A group of 6 hounds went to Bangladeshi restaurant, Gharer Khabar (5151 Lee Hwy, Arlington, VA 22207) yesterday for lunch.
It was overall very enjoyable. We have had other threads on Gharer Khabar before, but just for some background: It is a small place in a strip mall that mostly has other Bangladeshi shops. Ghar (ghor) means home, -er is the possessive, and khaabaar means food, so the name of the place means something roughly like "Home Cooking."
We started out with two Bengali chaats: chotpoti and foochka. Chotpoti is a mixed chaat made with crunchies, green chiles, tamarind sauce, onions, cilantro and a base of yellow peas ghugni. This was pretty good, although it could have had more crunchies in it. The foochka is the Bengali version of pani puri/gol gappa and was also stuffed with yellow peas and served with a tamarind sauce that one fills into the puri shells before stuffing the whole thing in one's mouth. The tamarind sauce was perfectly seasoned, so that was enjoyable.
Everyone liked the mughlai paratha, which seemed to be a white flour flat bread stuffed with meat, egg, and seasonings and pan fried. I have never had anything like that before, and it was quite good. Very different from the style of paratha I am used to. We ended up ordering two rounds of this since it was so popular at the table.
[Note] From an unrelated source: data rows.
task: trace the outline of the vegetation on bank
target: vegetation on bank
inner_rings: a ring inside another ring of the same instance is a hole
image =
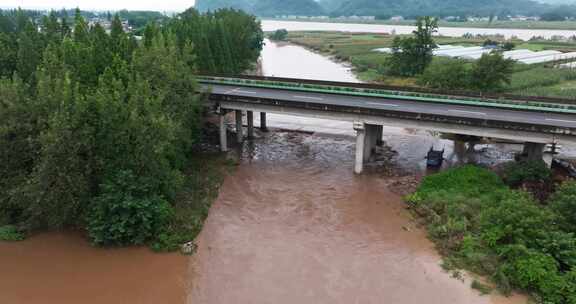
[[[537,163],[504,169],[504,180],[475,166],[424,178],[407,197],[451,269],[489,277],[539,303],[576,303],[576,182],[539,201],[523,184],[549,184]]]
[[[71,228],[101,246],[191,241],[225,164],[194,152],[204,113],[194,74],[251,67],[259,23],[187,10],[137,41],[118,17],[109,34],[79,12],[74,24],[44,20],[0,15],[2,238]]]
[[[290,32],[287,40],[312,49],[314,51],[332,56],[336,60],[350,62],[355,73],[366,82],[382,83],[395,86],[429,86],[425,76],[395,76],[389,73],[387,64],[391,55],[375,52],[374,49],[392,47],[398,36],[387,34],[341,33],[341,32]],[[405,36],[400,36],[405,37]],[[463,46],[483,45],[486,37],[434,37],[436,44],[453,44]],[[498,38],[492,37],[491,39]],[[516,48],[533,50],[556,49],[564,52],[576,51],[576,43],[557,41],[512,41]],[[430,63],[431,70],[428,76],[438,75],[451,71],[453,75],[469,75],[477,62],[434,57]],[[426,75],[424,72],[422,75]],[[576,71],[572,69],[558,69],[548,64],[526,65],[514,63],[512,71],[506,73],[510,82],[500,82],[500,91],[505,93],[574,98],[576,97]],[[436,87],[447,89],[471,89],[466,80],[468,78],[450,77],[444,75],[438,79]],[[446,79],[446,77],[450,77]],[[430,77],[428,77],[430,79]]]

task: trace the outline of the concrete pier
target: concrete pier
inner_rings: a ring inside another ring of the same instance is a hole
[[[541,161],[544,159],[545,147],[545,144],[527,142],[524,143],[522,154],[527,161]]]
[[[356,153],[354,159],[354,173],[360,174],[364,171],[364,152],[366,144],[366,128],[364,123],[354,123],[356,130]]]
[[[246,112],[246,120],[248,121],[248,139],[254,138],[254,112]]]
[[[381,147],[384,145],[384,126],[378,126],[378,134],[376,134],[376,145]]]
[[[241,143],[244,140],[242,134],[242,110],[236,110],[236,140]]]
[[[266,127],[266,112],[260,112],[260,131],[268,132]]]
[[[360,174],[364,170],[364,163],[370,160],[376,145],[381,141],[383,129],[380,125],[354,122],[354,130],[356,130],[354,173]]]
[[[218,126],[220,129],[220,151],[228,152],[228,134],[226,131],[226,114],[218,115]]]

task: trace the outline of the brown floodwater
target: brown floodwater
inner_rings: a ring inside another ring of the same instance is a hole
[[[188,257],[98,249],[74,233],[0,242],[2,304],[182,304]]]
[[[238,152],[190,263],[188,303],[525,303],[442,270],[387,177],[346,137],[275,132]]]

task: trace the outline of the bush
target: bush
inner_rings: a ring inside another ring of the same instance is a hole
[[[422,85],[437,89],[466,89],[470,86],[470,73],[462,60],[435,58],[418,78]]]
[[[285,29],[276,30],[270,35],[271,40],[284,41],[288,37],[288,31]]]
[[[0,241],[21,241],[24,234],[20,233],[14,226],[0,227]]]
[[[552,171],[543,161],[510,162],[504,166],[502,179],[510,186],[519,186],[526,182],[547,182]]]
[[[554,193],[550,208],[560,217],[564,231],[576,233],[576,182],[566,182]]]
[[[549,177],[539,165],[525,168],[513,164],[508,176]],[[576,238],[566,222],[576,218],[576,183],[563,185],[548,208],[493,172],[464,166],[427,176],[407,199],[451,267],[487,275],[504,292],[526,290],[539,303],[576,303]]]
[[[102,185],[87,216],[88,234],[96,245],[141,245],[156,238],[173,216],[160,196],[150,195],[131,172],[120,172]]]

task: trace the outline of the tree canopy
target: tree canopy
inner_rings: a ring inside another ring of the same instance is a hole
[[[166,235],[200,138],[197,73],[238,73],[262,48],[234,10],[188,10],[142,41],[80,10],[0,14],[0,227],[80,227],[99,245]],[[73,30],[70,30],[73,28]]]

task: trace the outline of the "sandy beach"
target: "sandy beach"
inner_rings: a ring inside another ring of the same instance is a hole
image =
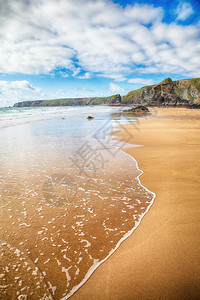
[[[156,193],[140,226],[71,299],[200,298],[200,110],[160,108],[126,148]],[[126,135],[121,132],[120,136]]]

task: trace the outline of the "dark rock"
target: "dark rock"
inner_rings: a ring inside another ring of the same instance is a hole
[[[140,116],[149,115],[150,111],[146,106],[139,105],[137,107],[133,107],[133,108],[128,109],[128,110],[124,110],[123,113],[128,114],[129,116],[132,115],[132,116],[140,117]]]
[[[87,119],[88,119],[89,121],[91,121],[91,120],[93,120],[93,119],[94,119],[94,117],[92,117],[92,116],[88,116],[88,117],[87,117]]]

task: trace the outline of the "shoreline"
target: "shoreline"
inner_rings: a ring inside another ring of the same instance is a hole
[[[71,299],[200,296],[199,167],[194,164],[199,157],[199,131],[198,110],[159,108],[156,116],[140,122],[134,141],[144,147],[123,150],[143,171],[142,185],[156,193],[154,205],[134,234]],[[117,134],[123,138],[125,132]],[[187,174],[182,170],[188,170]],[[188,199],[193,206],[188,207]]]
[[[138,166],[138,162],[136,161],[136,159],[134,157],[132,157],[130,154],[124,152],[124,154],[128,155],[131,159],[134,160],[134,162],[136,163],[136,167],[138,169],[138,171],[140,171],[140,174],[136,177],[137,181],[139,182],[140,186],[142,188],[144,188],[147,192],[149,192],[150,194],[153,195],[152,201],[150,203],[150,205],[148,206],[147,210],[141,215],[141,217],[139,218],[139,221],[136,222],[135,226],[129,230],[122,238],[121,240],[118,241],[118,243],[116,244],[115,248],[113,248],[110,253],[108,254],[107,257],[105,257],[102,261],[97,262],[96,264],[94,264],[89,270],[88,273],[85,275],[84,279],[77,285],[74,286],[73,289],[63,298],[61,298],[61,300],[67,300],[69,298],[71,298],[77,291],[79,291],[79,289],[90,279],[90,277],[93,275],[93,273],[103,264],[105,263],[106,260],[108,260],[111,255],[113,255],[115,253],[115,251],[117,251],[119,249],[119,247],[121,246],[121,244],[128,239],[133,233],[134,231],[138,228],[138,226],[140,225],[142,219],[145,217],[145,215],[149,212],[149,210],[151,209],[151,206],[154,204],[155,198],[156,198],[156,194],[152,191],[150,191],[147,187],[145,187],[140,180],[140,177],[144,174],[144,172],[142,170],[140,170],[139,166]]]

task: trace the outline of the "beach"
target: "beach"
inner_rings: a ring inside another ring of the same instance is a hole
[[[0,0],[0,300],[200,300],[200,0]]]
[[[138,128],[126,128],[142,147],[124,151],[137,160],[141,183],[156,198],[134,233],[71,299],[199,299],[200,110],[159,108]]]

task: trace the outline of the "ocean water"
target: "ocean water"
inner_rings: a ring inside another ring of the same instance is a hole
[[[0,109],[1,299],[69,298],[137,228],[155,194],[121,149],[139,122],[119,107]]]

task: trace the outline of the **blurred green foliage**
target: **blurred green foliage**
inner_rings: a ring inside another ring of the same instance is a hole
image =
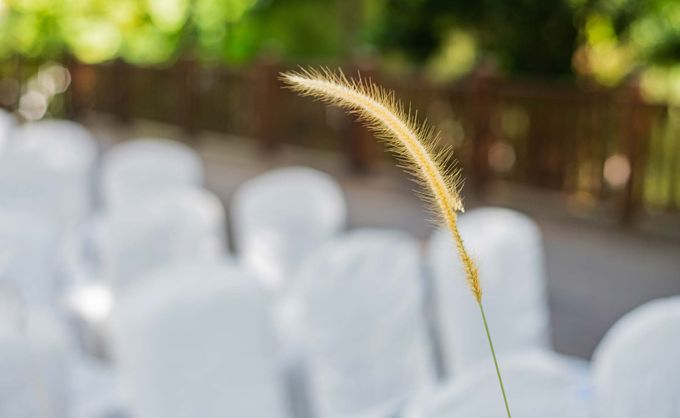
[[[334,57],[333,0],[0,0],[0,56],[97,63],[171,62],[183,54],[240,63],[260,52]]]
[[[577,30],[563,0],[387,0],[377,30],[381,45],[424,62],[452,29],[465,29],[479,47],[513,73],[571,70]]]
[[[650,100],[680,103],[680,1],[590,0],[574,69],[616,85],[639,72]]]
[[[593,12],[611,19],[617,39],[639,58],[656,64],[680,59],[680,2],[677,0],[600,0]]]
[[[491,60],[507,73],[606,85],[646,67],[658,87],[678,73],[680,1],[0,0],[0,57],[240,64],[376,51],[437,78]]]

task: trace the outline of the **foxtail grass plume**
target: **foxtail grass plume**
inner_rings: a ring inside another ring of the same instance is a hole
[[[481,303],[482,288],[477,266],[458,232],[457,213],[464,211],[459,192],[462,181],[457,170],[447,171],[444,168],[450,151],[438,147],[439,133],[419,124],[417,114],[407,112],[394,92],[370,81],[348,79],[342,72],[327,69],[284,73],[281,79],[302,95],[348,109],[394,151],[403,167],[422,184],[424,196],[431,203],[433,212],[451,231],[470,290]]]
[[[505,387],[482,304],[479,271],[465,249],[458,231],[458,212],[464,211],[460,197],[462,181],[458,171],[445,170],[450,150],[440,150],[437,146],[439,133],[425,124],[419,124],[417,114],[406,111],[394,92],[360,77],[348,79],[341,71],[303,69],[283,73],[281,80],[301,95],[340,106],[355,114],[378,138],[385,141],[403,162],[403,167],[423,185],[425,197],[430,201],[434,212],[444,221],[456,243],[468,285],[482,316],[505,410],[510,418]]]

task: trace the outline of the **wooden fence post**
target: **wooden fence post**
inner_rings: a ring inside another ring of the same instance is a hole
[[[639,78],[634,77],[624,85],[622,102],[622,151],[630,164],[630,176],[624,189],[620,216],[621,222],[630,226],[635,222],[642,203],[647,155],[644,136],[648,133],[648,123]]]
[[[279,132],[280,66],[277,61],[264,59],[253,69],[253,135],[260,140],[265,152],[273,152],[281,142]]]
[[[114,109],[120,122],[130,123],[130,66],[122,59],[117,59],[113,63],[114,80]]]
[[[480,66],[471,76],[467,101],[473,147],[473,183],[478,190],[483,189],[491,177],[489,149],[493,140],[492,118],[496,105],[496,87],[494,72],[488,66]]]
[[[71,77],[71,82],[68,87],[67,100],[68,104],[66,107],[66,116],[69,119],[77,118],[82,111],[82,97],[80,91],[81,83],[81,64],[73,56],[68,56],[66,58],[66,68]]]
[[[185,58],[177,63],[177,76],[179,77],[177,121],[189,137],[193,137],[198,129],[196,116],[200,114],[200,98],[197,95],[196,85],[196,60]]]

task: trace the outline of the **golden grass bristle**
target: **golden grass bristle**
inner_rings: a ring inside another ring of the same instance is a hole
[[[444,169],[448,153],[437,151],[438,132],[418,124],[416,116],[404,110],[394,92],[361,78],[348,79],[341,71],[300,70],[283,73],[281,79],[290,89],[304,96],[356,114],[405,162],[405,168],[422,183],[435,213],[451,231],[470,290],[481,303],[479,273],[463,245],[457,226],[457,212],[464,211],[459,193],[460,174],[457,171],[447,173]]]

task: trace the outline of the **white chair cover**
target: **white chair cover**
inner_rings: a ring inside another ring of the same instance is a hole
[[[134,416],[286,416],[265,303],[224,262],[171,266],[130,288],[113,335]]]
[[[5,150],[5,146],[9,142],[16,123],[14,115],[0,109],[0,154]]]
[[[499,358],[512,416],[522,418],[586,418],[587,387],[569,360],[545,350],[529,350]],[[507,416],[491,358],[473,366],[451,383],[413,401],[404,418],[499,418]]]
[[[24,327],[25,305],[14,283],[0,282],[0,332],[19,332]]]
[[[389,409],[431,382],[421,279],[418,244],[397,231],[350,232],[303,263],[284,334],[302,346],[317,416]]]
[[[0,330],[0,417],[68,417],[68,341],[54,317],[29,310]]]
[[[55,417],[68,417],[70,411],[71,356],[74,345],[61,313],[53,308],[28,308],[25,333],[31,342],[33,363],[50,394]]]
[[[347,209],[332,177],[288,167],[241,185],[232,215],[242,263],[271,289],[284,284],[310,251],[345,227]]]
[[[36,379],[31,345],[21,334],[0,333],[0,416],[53,416],[51,397]]]
[[[203,164],[189,146],[169,139],[143,138],[115,145],[102,162],[102,198],[117,210],[166,188],[202,186]]]
[[[28,305],[52,305],[60,290],[57,229],[42,213],[0,208],[0,283]]]
[[[484,309],[496,350],[549,347],[549,313],[541,233],[533,221],[508,209],[461,215],[459,230],[477,262]],[[447,373],[487,360],[482,320],[448,230],[430,239],[437,322]]]
[[[81,125],[45,120],[14,131],[0,158],[0,203],[40,211],[62,229],[92,208],[97,147]]]
[[[680,416],[680,297],[624,315],[593,355],[597,417]]]
[[[105,214],[100,228],[102,274],[115,290],[166,264],[225,256],[224,207],[203,189],[167,188]]]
We had a Bangladeshi style goat biryani. The goat meat was very tender and the rice was nicely studded with red-fried onions. The bone-in goat pieces I got had good marrow in them, too. This style of biryani's flavor is based on fried onions, whole and ground garam masalas, and the meat itself, (no tomatoes, either) and doesn't have a discernible gravy paste mixed in the rice like some other regional styles of South Asian biryani.
We ordered several types of "curry" dishes, including "roast chicken" (I think this is what it was called on the chalk board menu? I think it is called chicken bhuna in Bengali) which was a chicken in a dry clinging red-fried onion based masala gravy---this was stellar and we ordered a second plate of this later, plus I ordered some to take home for my husband's dinner.
There was also a delicious fish curry. It was rui maach (a type of South Asian carp species) in a light gravy with potato and cauliflower, a classic Bengali style fish curry. The fish was mild and tender.
We had a beef curry which didn't really stand out to me, but the other diners enjoyed it. It was just tender cooked beef chunks (bone-in) in a tomato-onion gravy.
We had a simpler channa daal dish, which was plain, but complimented all of the spicy food.
And lastly, on a whim I ordered a shutki dish...shutki is a dry fish preparation that is quintessentially Bengali, but very fishy and not everyone's cup of tea. It was very, very fishy, as dried fish preparations tend to be. As a dish it was well made. The dried fish was in a dry masala with kochur loti, which upon googling, I discovered means taro root stem vegetable.
The service was friendly and our group was offered complimentary milky tea after the meal. They don't have any desserts or I would have surely ordered some of the famous Bengali sweets for everyone to try, too.
Overall the food here is well made, simple homestyle food, just as the name of the restaurant suggests.
Thanks to Steve for organizing this lunch.